The journey there took longer than expected. As the freeze rapidly approaches, people are getting frantic. I am currently sitting at a complete stand still trying to get on the interstate. Everyone is trying to get to shelters, homes, or loved ones before the end hits. What you would expect from any apocalyptic catastrophe.
I can't help the agitation that I feel with all this waiting. Yes I understand that everyone is rushing somewhere and yes I understand that everyone matters, but through it all, all I see is my son. Selfish, I know. Care? No, I don't at this very moment.
We slowly keep edging forward till I finally got the interstate that I've been striving to achieve. Sadly, it's already been thirty minutes since I left home and I'm no where near my destination. The traffic settles in at a startling forty miles an hour, or so it feels that way after the non existent pace of the city.
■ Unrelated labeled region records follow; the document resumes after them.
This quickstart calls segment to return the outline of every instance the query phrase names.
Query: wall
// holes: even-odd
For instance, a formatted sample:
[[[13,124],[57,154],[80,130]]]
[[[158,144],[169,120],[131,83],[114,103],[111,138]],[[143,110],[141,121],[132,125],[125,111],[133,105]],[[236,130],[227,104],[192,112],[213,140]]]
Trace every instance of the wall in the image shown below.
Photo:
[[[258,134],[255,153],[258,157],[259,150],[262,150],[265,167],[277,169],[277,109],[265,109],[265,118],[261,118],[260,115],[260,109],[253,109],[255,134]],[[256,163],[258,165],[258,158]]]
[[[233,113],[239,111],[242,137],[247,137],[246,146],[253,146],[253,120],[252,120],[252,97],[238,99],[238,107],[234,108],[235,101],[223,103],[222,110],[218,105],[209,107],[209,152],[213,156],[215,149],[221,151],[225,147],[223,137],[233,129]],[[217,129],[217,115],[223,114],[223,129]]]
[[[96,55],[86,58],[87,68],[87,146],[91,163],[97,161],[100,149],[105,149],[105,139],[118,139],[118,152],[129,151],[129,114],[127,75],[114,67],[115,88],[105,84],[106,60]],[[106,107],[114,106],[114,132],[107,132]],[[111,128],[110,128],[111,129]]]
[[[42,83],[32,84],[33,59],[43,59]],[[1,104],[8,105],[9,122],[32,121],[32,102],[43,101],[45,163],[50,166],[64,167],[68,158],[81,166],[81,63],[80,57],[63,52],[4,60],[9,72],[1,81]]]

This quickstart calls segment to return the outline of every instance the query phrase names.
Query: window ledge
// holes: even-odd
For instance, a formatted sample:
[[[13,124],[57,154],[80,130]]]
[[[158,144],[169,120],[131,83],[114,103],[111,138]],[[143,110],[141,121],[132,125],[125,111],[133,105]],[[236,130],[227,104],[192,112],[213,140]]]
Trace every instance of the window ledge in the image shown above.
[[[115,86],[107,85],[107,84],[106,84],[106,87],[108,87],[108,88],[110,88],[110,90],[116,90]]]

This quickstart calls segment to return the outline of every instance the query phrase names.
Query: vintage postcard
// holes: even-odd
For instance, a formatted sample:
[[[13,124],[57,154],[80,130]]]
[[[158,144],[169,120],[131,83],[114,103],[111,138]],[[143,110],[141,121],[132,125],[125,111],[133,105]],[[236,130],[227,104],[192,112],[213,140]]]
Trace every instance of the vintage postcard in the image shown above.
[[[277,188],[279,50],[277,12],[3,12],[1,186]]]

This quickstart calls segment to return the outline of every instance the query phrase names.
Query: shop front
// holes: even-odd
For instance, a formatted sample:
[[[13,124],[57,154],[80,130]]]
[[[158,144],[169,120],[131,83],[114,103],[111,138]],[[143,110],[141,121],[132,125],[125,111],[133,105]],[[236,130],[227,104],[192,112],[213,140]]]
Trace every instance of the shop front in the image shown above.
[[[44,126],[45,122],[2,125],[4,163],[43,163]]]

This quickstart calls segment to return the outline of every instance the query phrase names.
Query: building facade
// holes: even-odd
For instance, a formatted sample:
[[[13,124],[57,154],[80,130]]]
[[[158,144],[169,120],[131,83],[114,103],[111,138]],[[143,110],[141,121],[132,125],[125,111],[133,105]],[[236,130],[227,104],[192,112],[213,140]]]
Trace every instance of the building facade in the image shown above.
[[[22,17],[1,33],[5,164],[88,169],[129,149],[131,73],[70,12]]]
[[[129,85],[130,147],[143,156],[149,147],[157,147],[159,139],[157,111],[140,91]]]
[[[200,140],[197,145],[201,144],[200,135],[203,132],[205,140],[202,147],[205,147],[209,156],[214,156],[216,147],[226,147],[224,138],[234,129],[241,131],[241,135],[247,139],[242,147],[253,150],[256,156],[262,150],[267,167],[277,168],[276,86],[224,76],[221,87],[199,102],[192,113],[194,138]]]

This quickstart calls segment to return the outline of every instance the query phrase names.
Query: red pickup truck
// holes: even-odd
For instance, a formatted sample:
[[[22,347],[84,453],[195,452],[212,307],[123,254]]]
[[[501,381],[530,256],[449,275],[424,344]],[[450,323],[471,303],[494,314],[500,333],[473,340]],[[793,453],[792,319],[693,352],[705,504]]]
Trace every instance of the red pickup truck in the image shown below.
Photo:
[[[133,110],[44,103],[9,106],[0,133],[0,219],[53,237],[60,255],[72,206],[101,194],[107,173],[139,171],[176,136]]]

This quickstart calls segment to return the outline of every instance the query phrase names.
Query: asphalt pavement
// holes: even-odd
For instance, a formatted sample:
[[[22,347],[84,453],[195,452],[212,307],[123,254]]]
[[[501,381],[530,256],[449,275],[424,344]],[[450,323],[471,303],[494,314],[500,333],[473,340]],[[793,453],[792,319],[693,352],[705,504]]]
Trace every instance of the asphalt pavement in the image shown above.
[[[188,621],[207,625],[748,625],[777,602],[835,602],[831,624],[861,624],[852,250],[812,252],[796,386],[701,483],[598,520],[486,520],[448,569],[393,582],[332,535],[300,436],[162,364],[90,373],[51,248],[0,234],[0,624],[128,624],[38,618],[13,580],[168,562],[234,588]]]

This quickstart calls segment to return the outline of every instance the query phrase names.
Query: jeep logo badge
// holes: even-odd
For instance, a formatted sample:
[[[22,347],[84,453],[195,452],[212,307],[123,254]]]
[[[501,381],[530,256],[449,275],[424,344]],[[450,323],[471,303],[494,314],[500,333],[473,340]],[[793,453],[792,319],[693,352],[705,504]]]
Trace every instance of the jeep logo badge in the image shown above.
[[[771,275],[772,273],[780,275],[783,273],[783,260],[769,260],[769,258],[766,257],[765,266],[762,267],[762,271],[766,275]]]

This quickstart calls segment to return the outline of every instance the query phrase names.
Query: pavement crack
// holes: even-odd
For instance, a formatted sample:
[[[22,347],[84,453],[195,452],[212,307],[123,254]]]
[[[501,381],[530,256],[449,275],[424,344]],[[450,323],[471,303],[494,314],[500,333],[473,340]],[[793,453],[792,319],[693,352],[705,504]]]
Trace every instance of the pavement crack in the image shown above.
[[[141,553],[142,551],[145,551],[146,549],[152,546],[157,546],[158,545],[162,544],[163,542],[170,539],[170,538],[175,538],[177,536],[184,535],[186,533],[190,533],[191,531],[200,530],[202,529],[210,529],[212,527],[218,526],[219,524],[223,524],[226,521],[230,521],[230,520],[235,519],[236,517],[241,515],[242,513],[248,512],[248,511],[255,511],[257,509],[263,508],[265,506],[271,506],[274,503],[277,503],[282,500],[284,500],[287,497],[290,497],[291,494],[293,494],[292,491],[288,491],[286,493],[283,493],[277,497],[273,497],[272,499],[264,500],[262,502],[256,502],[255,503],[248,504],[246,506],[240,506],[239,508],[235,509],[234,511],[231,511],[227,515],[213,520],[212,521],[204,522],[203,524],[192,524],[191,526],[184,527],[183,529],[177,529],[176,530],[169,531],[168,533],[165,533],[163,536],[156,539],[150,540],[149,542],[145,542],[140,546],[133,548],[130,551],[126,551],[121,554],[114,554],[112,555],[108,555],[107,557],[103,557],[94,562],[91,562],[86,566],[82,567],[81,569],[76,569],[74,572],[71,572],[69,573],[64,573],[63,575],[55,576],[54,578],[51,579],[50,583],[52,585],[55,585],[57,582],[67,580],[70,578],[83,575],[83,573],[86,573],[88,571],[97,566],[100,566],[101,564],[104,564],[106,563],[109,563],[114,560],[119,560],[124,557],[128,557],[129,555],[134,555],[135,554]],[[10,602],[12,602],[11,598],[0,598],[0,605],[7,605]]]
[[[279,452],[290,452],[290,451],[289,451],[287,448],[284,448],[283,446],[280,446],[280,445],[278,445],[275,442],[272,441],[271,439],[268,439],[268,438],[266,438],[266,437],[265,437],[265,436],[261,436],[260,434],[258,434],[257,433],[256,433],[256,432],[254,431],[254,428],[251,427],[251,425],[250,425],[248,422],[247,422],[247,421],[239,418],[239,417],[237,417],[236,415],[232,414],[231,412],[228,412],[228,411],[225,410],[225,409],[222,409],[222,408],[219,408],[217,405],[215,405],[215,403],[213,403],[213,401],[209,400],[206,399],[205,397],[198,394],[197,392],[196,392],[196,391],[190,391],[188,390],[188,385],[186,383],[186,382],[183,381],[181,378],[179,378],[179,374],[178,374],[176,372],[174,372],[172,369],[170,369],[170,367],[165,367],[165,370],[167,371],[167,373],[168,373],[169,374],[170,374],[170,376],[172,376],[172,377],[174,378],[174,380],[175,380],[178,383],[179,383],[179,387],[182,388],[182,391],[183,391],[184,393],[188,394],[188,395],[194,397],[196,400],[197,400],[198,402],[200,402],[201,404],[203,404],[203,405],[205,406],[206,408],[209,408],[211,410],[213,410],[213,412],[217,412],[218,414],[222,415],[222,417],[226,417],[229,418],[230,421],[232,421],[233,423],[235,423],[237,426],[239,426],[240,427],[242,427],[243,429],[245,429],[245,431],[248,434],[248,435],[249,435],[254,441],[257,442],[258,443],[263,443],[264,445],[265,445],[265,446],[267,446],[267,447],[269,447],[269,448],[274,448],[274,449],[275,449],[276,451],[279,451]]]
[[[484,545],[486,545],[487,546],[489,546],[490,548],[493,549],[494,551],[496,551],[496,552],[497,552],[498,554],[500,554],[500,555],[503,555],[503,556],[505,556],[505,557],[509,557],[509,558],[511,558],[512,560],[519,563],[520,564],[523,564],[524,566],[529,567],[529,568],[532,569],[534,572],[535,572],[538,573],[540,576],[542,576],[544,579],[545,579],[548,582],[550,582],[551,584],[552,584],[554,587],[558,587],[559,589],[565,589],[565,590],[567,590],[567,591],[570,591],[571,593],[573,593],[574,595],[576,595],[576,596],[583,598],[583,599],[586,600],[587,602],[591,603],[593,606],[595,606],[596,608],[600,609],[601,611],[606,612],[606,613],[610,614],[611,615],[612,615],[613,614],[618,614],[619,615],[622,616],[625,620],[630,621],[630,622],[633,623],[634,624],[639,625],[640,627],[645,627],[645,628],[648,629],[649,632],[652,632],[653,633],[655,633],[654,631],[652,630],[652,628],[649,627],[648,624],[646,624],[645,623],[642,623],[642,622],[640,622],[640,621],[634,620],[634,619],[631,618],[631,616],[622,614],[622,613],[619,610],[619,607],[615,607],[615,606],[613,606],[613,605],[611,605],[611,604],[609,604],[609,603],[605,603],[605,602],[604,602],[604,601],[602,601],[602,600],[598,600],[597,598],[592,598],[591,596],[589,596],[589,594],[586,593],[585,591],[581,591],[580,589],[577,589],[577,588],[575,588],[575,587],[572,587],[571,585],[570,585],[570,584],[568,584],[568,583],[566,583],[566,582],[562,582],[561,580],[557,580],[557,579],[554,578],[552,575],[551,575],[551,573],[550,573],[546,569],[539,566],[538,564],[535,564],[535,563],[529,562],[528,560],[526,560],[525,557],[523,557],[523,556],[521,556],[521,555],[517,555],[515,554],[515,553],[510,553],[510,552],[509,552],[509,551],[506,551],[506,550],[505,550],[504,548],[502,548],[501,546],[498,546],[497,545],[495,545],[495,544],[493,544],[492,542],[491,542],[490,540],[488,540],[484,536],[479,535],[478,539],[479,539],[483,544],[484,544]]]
As I reach my halfway point, I have already lost an hour. Time ticking away with little concern for what approaches.
At this point traffic slows as the roads are now worsening. Ice patches have now turned to full on glaze as cars slowly start skidding around. So many have retreated to any exit they can find as they realize they won't get far in the time remaining.
But I cannot. I refuse to stop or retreat, leaving my son to his demise, as he so foolishly has chosen. I guess for those fresh from childhood ignorance really must be bliss. But his ignorance won't last as the cold truly sets in and he feels completely alone.
This I won't allow. Which is why, as the roads turn desolate with no signs of life, I continue on in pursuit of life. His life.